常時フードを着用しなくても良いのはありがたいが……。
「ありがとう。すごく助かるよ」
「えへへ」
俺は早速箱から取り出して着てみる。
思ってた以上にツノが重いな……。
フードが後方に引っ張られる。
喉が襟元できつく絞まる。
うぐぐぐっ。
まるで絞首刑の縄のごとし。
「だ、大丈夫ですか?」
「このツノ重いね……う、ぐっ」
「本物のユニコーンのツノですから」
ユニコーン……。
どおりでこんな長いのか。ユニコーンのツノって、こんな禍々しいものか? ふつう神聖なものでは?
しかも2体ぶん……。
試しにフードを被ってみた。
すると、市場を行く人に残像がみえた。止まっていた血が急に頭に流れたので、幻覚を見たかと思ったが、目をこすっても消えない。

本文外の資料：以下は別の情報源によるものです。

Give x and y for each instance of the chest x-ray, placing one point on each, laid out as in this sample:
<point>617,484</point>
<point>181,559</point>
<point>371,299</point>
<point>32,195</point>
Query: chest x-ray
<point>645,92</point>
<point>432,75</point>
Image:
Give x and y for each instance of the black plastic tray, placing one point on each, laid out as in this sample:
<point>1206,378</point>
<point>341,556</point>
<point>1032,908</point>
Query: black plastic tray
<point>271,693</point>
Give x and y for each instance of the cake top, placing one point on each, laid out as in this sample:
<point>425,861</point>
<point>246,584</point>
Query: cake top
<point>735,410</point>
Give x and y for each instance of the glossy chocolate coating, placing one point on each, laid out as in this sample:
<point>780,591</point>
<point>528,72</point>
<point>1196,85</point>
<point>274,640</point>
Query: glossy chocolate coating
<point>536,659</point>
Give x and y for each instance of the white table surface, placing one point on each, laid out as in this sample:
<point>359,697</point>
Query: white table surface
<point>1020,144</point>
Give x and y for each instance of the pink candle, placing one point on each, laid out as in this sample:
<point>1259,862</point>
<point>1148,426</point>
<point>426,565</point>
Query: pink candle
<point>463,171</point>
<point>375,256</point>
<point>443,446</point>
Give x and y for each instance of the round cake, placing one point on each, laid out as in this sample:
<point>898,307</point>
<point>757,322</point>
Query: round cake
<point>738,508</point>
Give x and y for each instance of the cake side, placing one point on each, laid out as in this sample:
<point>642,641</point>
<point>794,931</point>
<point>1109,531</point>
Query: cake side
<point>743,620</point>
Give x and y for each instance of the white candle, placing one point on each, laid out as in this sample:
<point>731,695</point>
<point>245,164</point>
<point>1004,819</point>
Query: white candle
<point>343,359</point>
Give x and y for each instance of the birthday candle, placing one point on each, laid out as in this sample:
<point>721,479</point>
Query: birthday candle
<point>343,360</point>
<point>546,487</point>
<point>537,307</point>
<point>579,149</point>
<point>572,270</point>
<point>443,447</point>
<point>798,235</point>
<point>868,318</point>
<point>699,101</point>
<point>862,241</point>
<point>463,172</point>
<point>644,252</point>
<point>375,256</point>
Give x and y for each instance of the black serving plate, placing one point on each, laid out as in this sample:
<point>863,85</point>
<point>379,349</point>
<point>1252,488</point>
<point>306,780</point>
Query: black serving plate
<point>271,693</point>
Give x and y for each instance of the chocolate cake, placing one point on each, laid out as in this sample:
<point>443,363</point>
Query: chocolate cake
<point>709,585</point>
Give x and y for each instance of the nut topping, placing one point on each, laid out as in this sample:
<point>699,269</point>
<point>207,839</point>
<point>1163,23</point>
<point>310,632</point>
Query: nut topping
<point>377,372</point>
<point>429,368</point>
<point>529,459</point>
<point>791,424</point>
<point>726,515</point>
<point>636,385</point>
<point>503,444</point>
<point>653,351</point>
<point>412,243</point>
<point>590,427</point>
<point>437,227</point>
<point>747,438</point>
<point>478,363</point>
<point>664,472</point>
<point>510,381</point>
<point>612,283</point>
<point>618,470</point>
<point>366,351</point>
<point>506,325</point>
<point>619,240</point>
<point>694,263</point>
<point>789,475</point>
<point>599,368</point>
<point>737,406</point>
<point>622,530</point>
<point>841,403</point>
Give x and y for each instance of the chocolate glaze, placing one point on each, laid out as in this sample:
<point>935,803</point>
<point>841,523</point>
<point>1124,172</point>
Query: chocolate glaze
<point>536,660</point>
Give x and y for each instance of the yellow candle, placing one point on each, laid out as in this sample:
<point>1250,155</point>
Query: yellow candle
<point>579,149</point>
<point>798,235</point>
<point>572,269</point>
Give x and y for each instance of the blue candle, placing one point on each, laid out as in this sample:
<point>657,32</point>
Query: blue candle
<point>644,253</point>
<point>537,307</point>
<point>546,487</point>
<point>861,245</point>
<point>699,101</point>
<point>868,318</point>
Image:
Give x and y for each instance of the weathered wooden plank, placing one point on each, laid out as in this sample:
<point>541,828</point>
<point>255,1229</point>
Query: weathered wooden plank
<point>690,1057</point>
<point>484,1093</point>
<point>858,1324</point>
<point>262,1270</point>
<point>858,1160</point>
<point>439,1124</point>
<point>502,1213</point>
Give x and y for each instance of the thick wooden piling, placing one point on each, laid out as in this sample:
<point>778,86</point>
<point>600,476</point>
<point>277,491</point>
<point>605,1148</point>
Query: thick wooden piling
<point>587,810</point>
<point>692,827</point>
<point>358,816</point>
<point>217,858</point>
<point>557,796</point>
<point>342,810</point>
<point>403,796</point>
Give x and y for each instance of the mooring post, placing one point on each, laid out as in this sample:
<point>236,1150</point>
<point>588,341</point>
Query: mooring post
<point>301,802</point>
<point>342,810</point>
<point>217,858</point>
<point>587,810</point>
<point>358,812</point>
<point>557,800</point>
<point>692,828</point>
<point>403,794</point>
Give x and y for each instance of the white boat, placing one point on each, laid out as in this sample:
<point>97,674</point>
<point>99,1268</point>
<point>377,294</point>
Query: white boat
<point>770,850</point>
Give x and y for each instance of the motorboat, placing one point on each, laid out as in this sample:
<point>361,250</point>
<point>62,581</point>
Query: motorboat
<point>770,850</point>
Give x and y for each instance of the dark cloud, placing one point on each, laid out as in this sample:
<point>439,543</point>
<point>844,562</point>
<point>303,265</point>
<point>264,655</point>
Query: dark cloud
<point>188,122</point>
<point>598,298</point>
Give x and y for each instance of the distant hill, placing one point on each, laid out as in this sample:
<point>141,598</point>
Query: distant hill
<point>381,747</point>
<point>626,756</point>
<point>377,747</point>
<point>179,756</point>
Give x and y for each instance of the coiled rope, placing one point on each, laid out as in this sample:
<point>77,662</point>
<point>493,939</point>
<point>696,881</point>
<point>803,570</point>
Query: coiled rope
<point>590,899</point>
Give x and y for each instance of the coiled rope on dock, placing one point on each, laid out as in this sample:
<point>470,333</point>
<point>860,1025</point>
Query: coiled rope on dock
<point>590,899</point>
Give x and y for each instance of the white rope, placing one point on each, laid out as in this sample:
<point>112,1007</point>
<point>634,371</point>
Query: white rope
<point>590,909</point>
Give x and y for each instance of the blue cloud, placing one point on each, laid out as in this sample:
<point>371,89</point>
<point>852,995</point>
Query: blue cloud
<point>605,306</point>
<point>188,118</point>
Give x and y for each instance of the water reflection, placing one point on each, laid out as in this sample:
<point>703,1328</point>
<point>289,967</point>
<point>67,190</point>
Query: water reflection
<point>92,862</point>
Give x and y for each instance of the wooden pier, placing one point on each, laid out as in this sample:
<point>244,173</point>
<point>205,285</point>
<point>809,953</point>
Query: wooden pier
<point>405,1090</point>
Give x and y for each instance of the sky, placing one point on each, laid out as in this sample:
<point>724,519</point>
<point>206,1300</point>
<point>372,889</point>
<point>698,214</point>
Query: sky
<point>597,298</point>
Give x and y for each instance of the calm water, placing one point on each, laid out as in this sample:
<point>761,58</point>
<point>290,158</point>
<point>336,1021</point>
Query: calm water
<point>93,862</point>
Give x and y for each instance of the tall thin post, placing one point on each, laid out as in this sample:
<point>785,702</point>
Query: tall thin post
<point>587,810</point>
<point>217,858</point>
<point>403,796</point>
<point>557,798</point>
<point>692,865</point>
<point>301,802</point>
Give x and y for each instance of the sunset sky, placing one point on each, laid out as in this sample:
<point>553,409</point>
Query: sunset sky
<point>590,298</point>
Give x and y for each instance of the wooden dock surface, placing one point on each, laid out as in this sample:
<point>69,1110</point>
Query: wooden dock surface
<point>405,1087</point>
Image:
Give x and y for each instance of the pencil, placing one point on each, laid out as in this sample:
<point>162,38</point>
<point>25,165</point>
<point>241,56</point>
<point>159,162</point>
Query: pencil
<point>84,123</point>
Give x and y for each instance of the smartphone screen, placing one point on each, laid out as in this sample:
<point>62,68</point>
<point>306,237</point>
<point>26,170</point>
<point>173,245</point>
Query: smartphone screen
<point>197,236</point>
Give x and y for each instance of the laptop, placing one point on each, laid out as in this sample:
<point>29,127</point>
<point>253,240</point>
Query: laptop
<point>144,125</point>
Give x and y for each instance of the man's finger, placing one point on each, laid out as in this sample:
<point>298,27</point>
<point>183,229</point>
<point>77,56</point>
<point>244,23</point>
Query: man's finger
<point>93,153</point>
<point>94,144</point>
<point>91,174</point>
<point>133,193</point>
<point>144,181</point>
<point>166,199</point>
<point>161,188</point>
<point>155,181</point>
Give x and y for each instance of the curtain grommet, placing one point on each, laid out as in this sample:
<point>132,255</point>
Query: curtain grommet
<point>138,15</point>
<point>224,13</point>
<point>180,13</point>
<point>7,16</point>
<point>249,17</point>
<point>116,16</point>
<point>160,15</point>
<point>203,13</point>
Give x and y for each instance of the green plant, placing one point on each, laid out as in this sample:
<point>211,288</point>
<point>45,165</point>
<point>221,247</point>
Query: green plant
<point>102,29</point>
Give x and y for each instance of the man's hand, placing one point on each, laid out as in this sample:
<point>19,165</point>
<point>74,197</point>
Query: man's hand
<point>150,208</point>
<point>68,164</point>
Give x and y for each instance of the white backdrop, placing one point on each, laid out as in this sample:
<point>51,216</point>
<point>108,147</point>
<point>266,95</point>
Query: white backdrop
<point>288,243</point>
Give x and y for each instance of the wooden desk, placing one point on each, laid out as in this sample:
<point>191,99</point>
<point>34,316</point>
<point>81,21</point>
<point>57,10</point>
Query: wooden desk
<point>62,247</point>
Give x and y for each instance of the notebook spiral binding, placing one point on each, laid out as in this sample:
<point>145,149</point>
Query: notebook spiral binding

不思議なことに実体は残像の通りに動いていく。鳥や天幕の布まで、動くもの全てが対象だ。
目の前のパームの残像が、タルマロンを転がしてテーブルから落としたので、俺は実体が重なる瞬間に、タルマロンを空中でつかんだ。
とった瞬間、残像は消えて新たな残像が生まれる。
本来、人が反応できるスピードではないが、残像が動きを予測してくれているので超人みたいなことができる。
このフードを被ると『未来視』ができるのだ。
身体能力が高くない俺にとって、このアドバンテージは大きい。
「すごい付術だね! これは!」
パームの手を握りしめると顔を赤らめた。
「そんなに気に入ってもらえて、うれしいです……! ガイム様カッコいい!!」
ただ……このツノは目立つよなぁ……。